Alexander Kondrashkin about other professions in which Big Data may be needed: “Somewhere a product manager may go to a Hadoop cluster himself and calculate something simple, if he has such skills. There are probably plenty of backend developers and DevOps engineers out there setting up storing and collecting data from users. “
Demand for big data and specialists in it
The demand for big data is growing: according to studies in 2020, even under a pessimistic scenario, the size of the Big Data market in Russia by 2024 will grow from 45 billion to 65 billion rubles, and with a good development of events – up to 230 billion.
Companies are increasingly turning to big data analytics because those who don’t see lost profits: The Bell cites the example of Caterpillar. In 2014, its distributors lost from $ 9 to $ 18 billion annually in profit just because they did not implement Big Data processing technologies. The company’s 3.5 million units are now equipped with sensors that collect information about the condition and wear of key parts, which helps to better manage maintenance costs.

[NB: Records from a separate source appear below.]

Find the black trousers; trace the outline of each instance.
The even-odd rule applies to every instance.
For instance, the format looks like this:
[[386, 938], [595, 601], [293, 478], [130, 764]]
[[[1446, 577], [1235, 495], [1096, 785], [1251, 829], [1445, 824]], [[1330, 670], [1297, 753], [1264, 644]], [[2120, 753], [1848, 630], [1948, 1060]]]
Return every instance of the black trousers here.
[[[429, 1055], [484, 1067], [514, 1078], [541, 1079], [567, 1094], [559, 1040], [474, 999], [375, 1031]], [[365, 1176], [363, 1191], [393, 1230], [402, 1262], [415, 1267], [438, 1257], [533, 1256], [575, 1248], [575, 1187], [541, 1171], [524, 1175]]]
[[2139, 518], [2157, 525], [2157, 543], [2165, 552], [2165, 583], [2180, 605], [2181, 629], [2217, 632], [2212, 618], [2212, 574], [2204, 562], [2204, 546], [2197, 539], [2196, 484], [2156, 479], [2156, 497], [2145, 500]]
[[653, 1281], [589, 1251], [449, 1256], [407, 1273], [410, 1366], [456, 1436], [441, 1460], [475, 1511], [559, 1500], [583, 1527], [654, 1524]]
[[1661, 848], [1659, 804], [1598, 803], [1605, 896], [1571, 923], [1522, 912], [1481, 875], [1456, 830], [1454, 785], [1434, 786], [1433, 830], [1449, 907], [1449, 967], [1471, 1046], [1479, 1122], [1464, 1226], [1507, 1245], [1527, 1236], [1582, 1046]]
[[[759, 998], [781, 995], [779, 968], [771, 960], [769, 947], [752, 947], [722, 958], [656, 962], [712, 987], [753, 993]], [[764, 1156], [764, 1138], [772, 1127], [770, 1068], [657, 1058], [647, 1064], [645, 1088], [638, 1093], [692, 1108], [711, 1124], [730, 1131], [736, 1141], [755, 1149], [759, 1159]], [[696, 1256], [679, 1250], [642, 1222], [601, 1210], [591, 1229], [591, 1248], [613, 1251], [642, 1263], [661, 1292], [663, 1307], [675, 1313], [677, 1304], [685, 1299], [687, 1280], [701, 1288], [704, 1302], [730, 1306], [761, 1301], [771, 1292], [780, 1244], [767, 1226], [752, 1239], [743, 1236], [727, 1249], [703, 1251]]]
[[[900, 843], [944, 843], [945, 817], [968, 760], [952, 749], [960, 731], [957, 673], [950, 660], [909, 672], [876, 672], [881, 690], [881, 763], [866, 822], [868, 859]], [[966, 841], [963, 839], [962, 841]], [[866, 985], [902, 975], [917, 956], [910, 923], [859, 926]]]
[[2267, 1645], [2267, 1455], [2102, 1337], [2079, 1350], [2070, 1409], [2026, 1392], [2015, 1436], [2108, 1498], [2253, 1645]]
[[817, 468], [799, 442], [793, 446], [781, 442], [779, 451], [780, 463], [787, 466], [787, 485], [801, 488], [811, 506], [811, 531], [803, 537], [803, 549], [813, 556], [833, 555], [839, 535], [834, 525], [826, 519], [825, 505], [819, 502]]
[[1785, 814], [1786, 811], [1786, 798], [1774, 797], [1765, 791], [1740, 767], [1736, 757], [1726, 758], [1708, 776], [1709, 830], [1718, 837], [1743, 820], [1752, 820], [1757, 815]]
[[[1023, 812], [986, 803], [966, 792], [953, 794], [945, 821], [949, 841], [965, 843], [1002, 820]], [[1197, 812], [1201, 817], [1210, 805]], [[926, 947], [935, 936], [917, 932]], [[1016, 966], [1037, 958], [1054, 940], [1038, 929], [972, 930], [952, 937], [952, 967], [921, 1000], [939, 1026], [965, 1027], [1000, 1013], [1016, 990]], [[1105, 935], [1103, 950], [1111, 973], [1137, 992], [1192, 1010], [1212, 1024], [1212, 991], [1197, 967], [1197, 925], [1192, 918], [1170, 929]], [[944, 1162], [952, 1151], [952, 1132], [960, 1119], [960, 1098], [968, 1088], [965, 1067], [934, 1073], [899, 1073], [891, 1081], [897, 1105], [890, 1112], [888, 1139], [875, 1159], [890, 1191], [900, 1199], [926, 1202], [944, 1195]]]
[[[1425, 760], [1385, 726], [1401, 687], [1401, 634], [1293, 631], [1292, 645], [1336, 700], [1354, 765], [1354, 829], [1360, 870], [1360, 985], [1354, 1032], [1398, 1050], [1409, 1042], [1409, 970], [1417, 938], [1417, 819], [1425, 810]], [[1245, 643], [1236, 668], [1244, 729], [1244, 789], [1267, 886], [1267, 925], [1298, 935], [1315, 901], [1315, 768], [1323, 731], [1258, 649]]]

Along with the popularity of big data, there is a growing demand for those who can effectively work with it. In mid-2020, the MADE Big Data Academy from Mail.ru Group and HeadHunter conducted a study and found out that data analysts are already among the most in-demand on the labor market in Russia. In four years, the number of vacancies in this area has increased almost 10 times.
More than a third of vacancies for data scientists (38%) are in IT companies, the financial sector (29%) and the business services industry (9%). In the field of machine learning, IT companies publish 55% of vacancies in the market, 10% come from the financial sector and 9% from the services sector.